От неожиданности я даже хмыкнул. Почесал правой рукой сначала бороду, потом двумя руками затылок…

— Что-то зарос я, да? — спросил у царевича. — А ты будешь бороду отпускать, или, как отец твой, безбородым ходить станешь?

— Э-э-э… К чему ты это спросил? — нахмурился царевич. — Я тебе про Фому, а ты мне про Ерёму… При чём тут престол и моя борода?

— Ну… Как это, причём? Престол то русский, а на Руси испокон веку царство и церковь бок о бок шли, а твой отец взял и эти традиции отдал на поругание заезжим клоунам. А по правде сказать, с деда твоего и началось всё. С деда, да с прадеда Филарета. Убрали крест восьмиконечный с герба российского⁈ Ещё сорок лет назад изменения задумали? Или зачем? Отделили церковь от государства? Это ещё об этом народ не знает.

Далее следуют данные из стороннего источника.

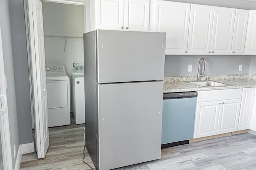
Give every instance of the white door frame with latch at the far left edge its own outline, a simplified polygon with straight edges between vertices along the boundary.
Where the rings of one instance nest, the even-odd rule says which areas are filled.
[[[2,139],[2,154],[4,170],[12,170],[12,150],[10,142],[10,128],[9,128],[9,117],[8,117],[8,105],[6,95],[6,78],[4,73],[4,54],[2,47],[2,36],[0,26],[0,95],[1,101],[4,105],[4,112],[0,111],[0,123],[1,123],[1,139]]]

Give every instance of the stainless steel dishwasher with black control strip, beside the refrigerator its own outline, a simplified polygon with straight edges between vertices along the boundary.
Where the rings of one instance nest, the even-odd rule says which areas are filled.
[[[189,143],[193,138],[198,93],[164,93],[162,148]]]

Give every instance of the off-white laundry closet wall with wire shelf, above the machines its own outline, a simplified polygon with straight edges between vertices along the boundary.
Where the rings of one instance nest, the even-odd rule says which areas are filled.
[[[82,38],[49,38],[47,36],[83,37],[84,6],[43,2],[44,48],[46,64],[63,64],[70,76],[73,62],[84,61]]]

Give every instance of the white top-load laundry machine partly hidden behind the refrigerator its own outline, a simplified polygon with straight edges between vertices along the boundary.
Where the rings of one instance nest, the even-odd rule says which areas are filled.
[[[76,124],[85,123],[84,66],[72,70],[72,114]]]

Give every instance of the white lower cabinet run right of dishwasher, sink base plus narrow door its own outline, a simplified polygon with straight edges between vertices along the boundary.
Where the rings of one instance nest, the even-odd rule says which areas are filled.
[[[198,91],[194,138],[248,129],[254,92],[255,88]]]

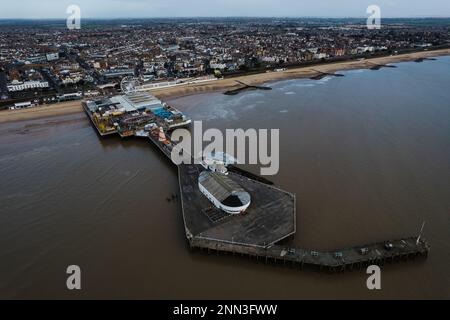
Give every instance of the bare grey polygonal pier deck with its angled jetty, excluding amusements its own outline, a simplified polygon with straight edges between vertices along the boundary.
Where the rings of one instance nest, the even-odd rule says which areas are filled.
[[[150,140],[170,158],[161,143]],[[327,272],[344,272],[401,261],[426,258],[430,247],[420,239],[405,238],[333,251],[318,251],[279,244],[295,235],[296,198],[263,182],[230,173],[252,195],[260,196],[245,216],[229,216],[219,212],[198,192],[200,165],[178,167],[183,219],[191,249],[208,254],[232,254],[266,264],[281,264],[295,268],[312,267]],[[245,173],[239,169],[240,173]],[[246,183],[247,182],[247,183]],[[272,183],[273,184],[273,183]],[[274,214],[278,213],[278,214]],[[292,214],[293,213],[293,214]],[[258,225],[265,224],[261,230]],[[274,228],[270,228],[270,226]],[[261,232],[263,231],[263,233]]]

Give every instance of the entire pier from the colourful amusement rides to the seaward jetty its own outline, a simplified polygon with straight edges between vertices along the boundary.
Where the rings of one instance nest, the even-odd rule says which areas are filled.
[[[145,99],[151,101],[151,97],[144,96],[139,96],[137,101],[143,103]],[[116,100],[109,101],[109,106],[115,113],[119,110],[116,108]],[[171,130],[167,127],[167,123],[172,125],[173,123],[168,121],[169,118],[161,118],[163,113],[160,107],[157,109],[147,107],[148,111],[140,112],[131,108],[133,115],[131,120],[138,127],[129,127],[131,122],[124,121],[130,119],[128,114],[113,119],[106,116],[99,117],[96,108],[98,106],[105,108],[106,105],[101,101],[84,104],[86,113],[101,136],[115,133],[121,137],[135,136],[147,139],[173,163],[171,153],[174,145],[170,140]],[[156,105],[159,105],[159,102],[156,102]],[[167,110],[174,110],[174,114],[181,119],[179,121],[186,121],[177,110],[173,108]],[[152,123],[142,123],[141,120],[145,119],[151,119]],[[114,125],[99,128],[99,124],[104,124],[106,120],[107,124]],[[121,127],[124,125],[126,130]],[[208,171],[204,165],[193,163],[177,166],[180,196],[172,197],[181,199],[186,239],[192,249],[246,256],[265,263],[280,263],[292,267],[314,267],[330,272],[352,270],[372,264],[382,265],[428,255],[429,245],[421,236],[326,252],[292,246],[289,240],[296,234],[296,196],[275,186],[273,182],[237,166],[228,165],[227,169],[228,181],[251,195],[251,204],[241,214],[230,214],[220,210],[201,192],[199,176]]]

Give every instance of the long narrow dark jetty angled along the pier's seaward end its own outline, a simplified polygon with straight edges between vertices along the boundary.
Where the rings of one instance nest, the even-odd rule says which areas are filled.
[[[417,238],[405,238],[326,252],[286,245],[243,246],[202,238],[192,239],[189,244],[193,249],[200,249],[208,253],[233,254],[265,263],[278,263],[298,268],[313,267],[329,272],[344,272],[365,268],[369,265],[382,266],[386,263],[427,257],[430,250],[425,240]]]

— Какой крест на гербе? — удивился Алексей.

— А такой… Меж двумя орлиными увенчанными головами был крест восьмиконечный — символ того, что Русь под защитой господа Бога нашего Иисуса Христа. А теперь третий венец вместо креста и на всех венцах латинские крыжи приделаны. Да и на венце царском такой же крыж появился. А ведь был восьмиконечный. Правда, — я хохотнул, — хе-хе, звездообразный. Иезуиты Филарета науськали на перемены. Без этого ему бы денег ни голландцы, ни англичане не дали. С тех времён и смута в народе пошла. Что царь у нас не настоящий, а латинянский. А у Ивана Васильевича-то на венце крест хоть и был сделан четырёхконечным, да на том кресте был и голгофский крест[1] нарисован.

— Да, какая разница, какой крест? — скривился Алексей. — Главное — Богу молиться и добрые дела творить. Вон, отец мой, сколько юродивых при дворце содержал! И молился с утра до вечера. Не это главное?

— А кому молился-то? — спросил я, усмехаясь. — И как? Понаехали католики-поляки и голландцы-лютеране и ну церковь русскую порочить, да своих ближних в церковные начальники ставить. Так за пол века пришли к расколу и раскололи-таки церковь.

— Э-э-э… Так причём тут моя борода? — насупившись, вдруг спросил царевич.

— А притом, что твой дед Михаил первым из русских царей стал лицо наголо брить. С этого стало понятно, что к он расколу приведёт церковь. Я про то и отцу твоему говорил. Предостерегал от брития лица, да, видимо, раскол и нужен был врагам Руси. Лжедмитрия порицали за голое лицо, а твоего отца, думаешь, признавал народ? Любил? Тоже бороды брили. И родича твоего Милославского и других ближних: Плещеева, Морозова, Матюшкина, что нагло обдирали народ и брали взятки даже с фальшивомонетчиков и отпускали их, тоже любил? Бунтовал народ в соляном бунте и в медном, зазря думаешь? Ну, утихомирили люд. А что с тех пор изменилось? Да ничего. Так же воруют твои помощники. Только, что Морозова нет. Так сейчас ещё и веру сломали… Думаешь простит тебя люд христианский и посадит на престол?

— Так причём тут борода моя? — едва не заплакал Алексей.

— А притом… Ежели, как отец брить её собираешься и веру старую хулить, так я в том тебе не помощник. Крикнут меня на царство, не откажусь, а ежели даёшь зарок, что исправишь беду, что твой отец учинил, сразу и скажи. Почестному! С крестоцелованием!

— Да, как же исправить беду-то? — со всхлипыванием спросил Алексей. Однако глаза его были сухи, взгляд напряжен прищуром, а губы сжаты.